Shapley's contribution was to provide the theoretical results. Roth recognized the importance of these results and found ways to
apply them to the real world. This is the "mechanism design" part of the
process. In particular, Roth found ways to use the Gale-Shapely algorithm,
suitably adjusted for the particulars of each application, for problems such
as matching doctors and hospitals and matching organ donors with patients; his
work has also been used to match students to schools.
Thus, in contrast to much
of the work in economics, Roth's work has had important impacts in the real world (Others also have applied these results even more broadly, so this is only a small sample of the total impact of this research.)

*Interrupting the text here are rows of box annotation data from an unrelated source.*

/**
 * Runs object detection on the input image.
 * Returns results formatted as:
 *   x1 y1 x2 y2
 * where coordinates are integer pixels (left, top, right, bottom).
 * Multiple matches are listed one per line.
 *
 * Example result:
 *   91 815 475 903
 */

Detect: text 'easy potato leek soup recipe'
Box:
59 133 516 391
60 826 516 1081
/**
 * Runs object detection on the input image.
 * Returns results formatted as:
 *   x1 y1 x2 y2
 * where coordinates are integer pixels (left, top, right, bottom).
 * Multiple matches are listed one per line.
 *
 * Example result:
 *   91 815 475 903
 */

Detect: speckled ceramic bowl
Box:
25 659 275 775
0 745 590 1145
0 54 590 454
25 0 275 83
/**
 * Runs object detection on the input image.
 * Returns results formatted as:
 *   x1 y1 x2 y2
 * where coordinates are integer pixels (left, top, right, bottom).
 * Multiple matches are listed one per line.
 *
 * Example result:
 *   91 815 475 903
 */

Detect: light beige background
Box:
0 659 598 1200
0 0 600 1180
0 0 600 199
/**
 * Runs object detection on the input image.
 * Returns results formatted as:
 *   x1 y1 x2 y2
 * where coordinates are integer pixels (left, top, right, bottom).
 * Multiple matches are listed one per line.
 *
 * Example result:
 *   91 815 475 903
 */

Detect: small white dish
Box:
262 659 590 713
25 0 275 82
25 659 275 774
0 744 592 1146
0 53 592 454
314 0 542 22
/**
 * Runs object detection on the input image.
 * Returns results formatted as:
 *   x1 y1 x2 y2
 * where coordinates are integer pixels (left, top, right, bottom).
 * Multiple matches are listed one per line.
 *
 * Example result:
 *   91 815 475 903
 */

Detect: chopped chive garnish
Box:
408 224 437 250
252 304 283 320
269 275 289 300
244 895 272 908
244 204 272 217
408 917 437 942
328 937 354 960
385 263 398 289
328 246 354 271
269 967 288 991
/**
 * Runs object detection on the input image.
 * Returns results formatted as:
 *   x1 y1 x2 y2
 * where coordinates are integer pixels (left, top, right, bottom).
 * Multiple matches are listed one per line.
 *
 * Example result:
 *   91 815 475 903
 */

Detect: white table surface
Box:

Economics is divided into two parts, macroeconomics and microeconomics. Macroeconomics is the study of entire economies, while microeconomics is the study of the individual decision-making units within the economy.
Macroeconomic theory has come under considerable criticism lately, much of it deserved, and economics more generally has been tainted by the performance of macroeconomists and their theories prior to and during the crisis. Some aspects of this criticism apply to both macro and micro, notably in challenging the assumption that agents are rational. But for the most part this has not been fair to microeconomists.
As this award shows, microeconomists have made many useful contributions to the world, and they have also had success in other real-world applications, such as auction theory. Hopefully this award will help those outside the profession understand that the world of economics is more than macro and highlight the important contributions from the microeconomics side of the profession that matter in our everyday lives.